If you’re anything like me, you find the study of textual criticism fascinating. But, most folks in the pews today do not. They instinctively or subconsciously trust the translators down through the centuries that the Bible they have is God’s Word. Moreover, they trust the Lord that He has given them His Word. And that’s OK. However, what about the man on the street who struggles with questions of the age, transmission, accuracy, and therefore the truthfulness of the Bible. Can We Trust the Gospels? by Peter J. Williams seeks to answer those questions and does so successfully.
I have personally encountered these objections from people who reject Christianity based almost solely on the rejection of Scripture and therefore they reject God. This is one area that we who accept Scripture as God’s Word must have a basic understanding in order to defend what we believe. I was drawn to this book as soon as I read the title.
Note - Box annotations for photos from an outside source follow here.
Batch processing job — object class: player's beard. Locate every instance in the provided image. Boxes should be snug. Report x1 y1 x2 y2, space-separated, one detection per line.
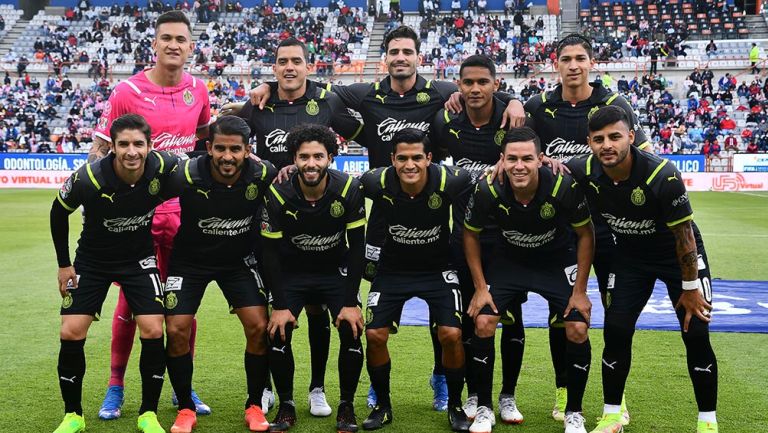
299 167 328 187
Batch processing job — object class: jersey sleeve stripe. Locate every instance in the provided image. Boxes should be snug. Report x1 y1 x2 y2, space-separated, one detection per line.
341 176 352 198
571 217 592 227
552 174 563 197
85 164 101 190
269 185 285 205
464 221 483 233
261 230 283 239
645 159 669 185
347 218 365 230
184 159 194 185
667 214 693 227
56 194 75 212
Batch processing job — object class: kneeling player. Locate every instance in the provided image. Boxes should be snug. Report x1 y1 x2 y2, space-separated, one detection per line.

At 160 pages, it is not an in depth study of the Gospels or their defense and was not intended to be so. This work offers a basic understanding for evidence to believe the Gospels are worth trusting. It is, however, also more than just a cursory walk through of the evidence. Each chapter is written to enable the reader to have confidence that what they are reading in their Gospels is not superfluous nonsense written long ago.
Chapter Titles
1 What Do Non-Christian Sources Say?
2 What Are the Four Gospels?
3 Did the Gospel Authors Know Their Stuff?
4 Undesigned Coincidences
5 Do We Have Jesus’s Actual Words?
6 Has the Text Changed?
7 What about Contradictions?
8 Who Would Make All This Up?
What stood out, among many, many things, is why we have four Gospels. What was the focus of each one? Why do they seemingly disagree at times (chapter 2 & 7)? How the Gospels authors were aware of people, places, names, and culture (chapter 3). Where the Four Gospels differ from the later non-canonical gospels and why. Contradictions – are they really contradictions (chapter 7)? How it would be impossible for four independent authors, at different geographic locations, at different times within the first century, be able to relate the same accounts in the life of Jesus. Chapter 4 is uniquely interesting. It demonstrates how small details that may appear in one Gospel account but not in another Gospel, such as the feeding of the 5000, corroborate the accounts as accurate and true and impossible to coordinate between the independent authors if they were not true. Thus authenticating the accuracy of the individual accounts and the Gospels themselves.
This is a five-star work. Easy to read, easy to digest and easy to enjoy. Well worth your time and effort.
Crossway has provided a complimentary copy of this book through Beyond the Page. Thoughts and opinions are my own.